You can help them by showing up Thursday night and showing that you care.

There are few teams playing Football Bowl Subdivision ball who need fans, a following, a crowd more than Temple does but too often crap out of the Owls’ control conspires against them.

Now that the Owls are winning and the Phillies have lost, both Temple’s on-and-off-field luck is changing for good.
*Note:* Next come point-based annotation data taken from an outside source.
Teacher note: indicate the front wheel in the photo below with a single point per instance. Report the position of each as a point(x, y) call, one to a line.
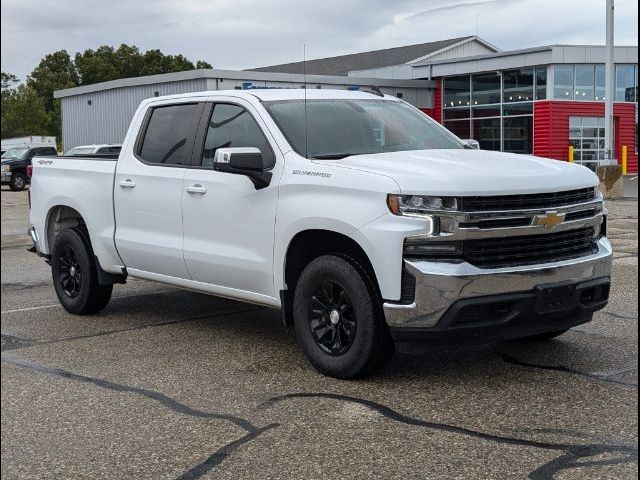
point(338, 318)
point(18, 182)
point(75, 276)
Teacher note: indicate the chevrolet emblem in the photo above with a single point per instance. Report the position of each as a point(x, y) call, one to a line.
point(549, 220)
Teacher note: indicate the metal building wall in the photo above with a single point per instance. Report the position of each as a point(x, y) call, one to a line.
point(106, 119)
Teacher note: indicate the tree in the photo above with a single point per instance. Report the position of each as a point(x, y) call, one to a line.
point(55, 71)
point(9, 80)
point(58, 70)
point(23, 113)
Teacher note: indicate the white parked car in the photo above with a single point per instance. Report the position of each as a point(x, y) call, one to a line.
point(103, 149)
point(365, 221)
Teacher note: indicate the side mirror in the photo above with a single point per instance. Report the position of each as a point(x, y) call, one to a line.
point(246, 161)
point(472, 143)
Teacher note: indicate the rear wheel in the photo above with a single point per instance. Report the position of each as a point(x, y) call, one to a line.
point(338, 318)
point(18, 181)
point(75, 277)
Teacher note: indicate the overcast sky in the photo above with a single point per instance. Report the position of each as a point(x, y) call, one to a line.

Gosh, I certainly hope so.

Consider past happenings that have helped ruin the attendance:
The Catch That Was (but ruled wasn’t) _ Bruce Francis caught a ball two years ago at UConn that would have boosted 2007 attendance immeasurably. Yet a Big East (yes, Big East) replay official ruled a catch wasn’t a catch.
The Philadelphia Hurricane _ Hurricanes never hit Philadelphia, right? Wrong. The UConn rematch of 2008 was much ballyhooed and promoted with billboards. A crowd of close to 30,000 was expected but a legitimate Catergory One Hurricane (Hanna) rolled through Philadelphia just in time for a Saturday noon kickoff. On the nightly news 12 hours earlier, John Bolaris reported, “No, Temple won’t be playing tomorrow. No way in this weather.” Bolaris signed off before anyone could correct that boozo that football games are played in all kinds of weather. People turned off the TV and stayed away, many thinking there would not even be a game. The fact that 17,000 die-hards attended and cheered their butts off was remarkable.
The Hail Mary _
It’s thrown hundreds of times and knocked down hundreds of times. One or two times every 40 or so years, somebody gets lucky. Buffalo got lucky. Temple attendance suffered the rest of the year.
The Navy fumble _ Everybody else takes a knee in the situation the Owls found themselves in last year in Annapolis. Temple decided to run a play instead, ala Miracle of the Meadowlands. So what happened? Miracle in Annapolis.
The Villanova Debacle _ I saw literally hundreds of people, guys I haven’t seen in years, in the pre-game parking lot of this year’s Sept. 3 game who told me how excited they were to be playing Villanova again. Almost to a man, all of them offered a caveat. “If we don’t beat the crap out of this team, I won’t be back,” they said. “I mean it.” I haven’t seen a single one of them back since. That was an attendance-killer for the rest of the season, no matter what the Owls did after it. I was stunned at the depth of feeling going into the stadium and even more convinced that folks were serious about what they said when I walked out of the stadium that night. People felt that strongly about beating Villanova.
The Army Nor’easter _ Owls expected a huge crowd, about 25,000, for Homecoming against Army in October. Unfortunately, a Nor’easter picked Temple’s Homecoming to ruin that day. Crowd would have been about 25K with nice weather. It turned out to be 14K and a lot of alumni just skipped Homecoming rather than deal with the wind, rain and cold.
Temple finally deserves to reap the rewards of being the biggest, most interesting, sports story in town.
Sorry to see the Phillies lose but the alternative would have been ugly for the Owls.
Now our fans can make it a beautiful night by doing nothing more strenuous than getting off their butts to get to the game and standing and cheering for three hours at the game.
It’s not much to ask.

"Who’s Paul Palmer?"

The question was posed to a young Bernard Pierce in the locker room at Lincoln Financial Field a couple of weeks ago.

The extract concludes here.